Luxembourg, one of the first countries to set its eyes on the possibility of mining celestial bodies, created in 2018 a Space Agency (LSA) to boost exploration and commercial utilization of resources from Near Earth Objects.Unlike NASA, LSA does not carry out research or launches. Its purpose is to accelerate collaborations between economic project leaders of the space sector, investors and other partners.
Thanks to the emerging European network, scientists announced last year plans to begin extracting resources from the moon in five years.
NASA is working on lunar bases that can travel on wheels, or even legs, increasing landing zone safety, provide equipment redundancy and improve the odds of making key discoveries. (Image courtesy of NASA.)
The mission, in charge of the European Space Agency in partnership with ArianeGroup, plans to extract waste-free nuclear energy thought to be worth trillions of dollars.

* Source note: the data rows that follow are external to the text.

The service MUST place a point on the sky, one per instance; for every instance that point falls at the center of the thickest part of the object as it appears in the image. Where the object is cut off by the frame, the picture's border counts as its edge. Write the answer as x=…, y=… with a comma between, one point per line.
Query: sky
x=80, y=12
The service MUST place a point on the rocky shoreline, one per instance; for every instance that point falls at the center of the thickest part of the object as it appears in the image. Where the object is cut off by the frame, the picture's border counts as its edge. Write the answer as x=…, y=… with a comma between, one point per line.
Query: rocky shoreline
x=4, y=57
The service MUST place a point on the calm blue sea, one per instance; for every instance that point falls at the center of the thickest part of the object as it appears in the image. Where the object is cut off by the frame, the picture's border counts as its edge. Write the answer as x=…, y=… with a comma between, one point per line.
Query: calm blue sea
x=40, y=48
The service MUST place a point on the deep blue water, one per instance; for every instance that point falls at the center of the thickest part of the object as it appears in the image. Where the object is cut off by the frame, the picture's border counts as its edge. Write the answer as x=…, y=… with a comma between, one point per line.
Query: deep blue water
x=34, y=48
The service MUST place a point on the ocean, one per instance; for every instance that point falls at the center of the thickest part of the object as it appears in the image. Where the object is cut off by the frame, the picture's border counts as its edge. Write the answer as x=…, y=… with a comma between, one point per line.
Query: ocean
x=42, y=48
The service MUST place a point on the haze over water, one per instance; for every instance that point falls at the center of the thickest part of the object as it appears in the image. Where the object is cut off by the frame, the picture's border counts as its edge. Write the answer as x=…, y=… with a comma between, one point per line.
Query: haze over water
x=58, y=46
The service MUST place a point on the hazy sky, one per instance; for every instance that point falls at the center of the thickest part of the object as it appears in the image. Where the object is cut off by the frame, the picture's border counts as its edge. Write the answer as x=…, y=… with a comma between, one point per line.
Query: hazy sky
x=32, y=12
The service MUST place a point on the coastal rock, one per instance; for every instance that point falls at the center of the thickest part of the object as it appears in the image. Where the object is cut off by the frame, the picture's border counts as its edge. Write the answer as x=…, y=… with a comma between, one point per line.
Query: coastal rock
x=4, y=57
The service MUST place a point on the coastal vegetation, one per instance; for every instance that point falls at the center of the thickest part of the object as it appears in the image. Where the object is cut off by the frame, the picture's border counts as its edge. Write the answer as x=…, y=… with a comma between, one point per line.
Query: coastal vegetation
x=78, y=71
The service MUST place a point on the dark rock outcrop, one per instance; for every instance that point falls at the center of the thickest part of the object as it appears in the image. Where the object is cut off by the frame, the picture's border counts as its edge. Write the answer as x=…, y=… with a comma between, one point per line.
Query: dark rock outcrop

Both China and India have also floated ideas about extracting Helium-3 from the Earth’s natural satellite. Beijing has already landed on the moon twice in the 21st century, with more missions to follow.
In Canada, most initiatives have come from the private sector. One of the most touted was Northern Ontario-based Deltion Innovations partnership with Moon Express, the first American private space exploration firm to have been granted government permission to travel beyond Earth’s orbit.
Space ventures in the works include plans to mine asteroids, track space debris, build the first human settlement in Mars, and billionaire Elon Musk’s own plan for an unmanned mission to the red planet.
Geologists, as well as emerging companies, such as US-based Planetary Resources, a firm pioneering the space mining industry, believe asteroids are packed with iron ore, nickel and precious metals at much higher concentrations than those found on Earth, making up a market valued in the trillions.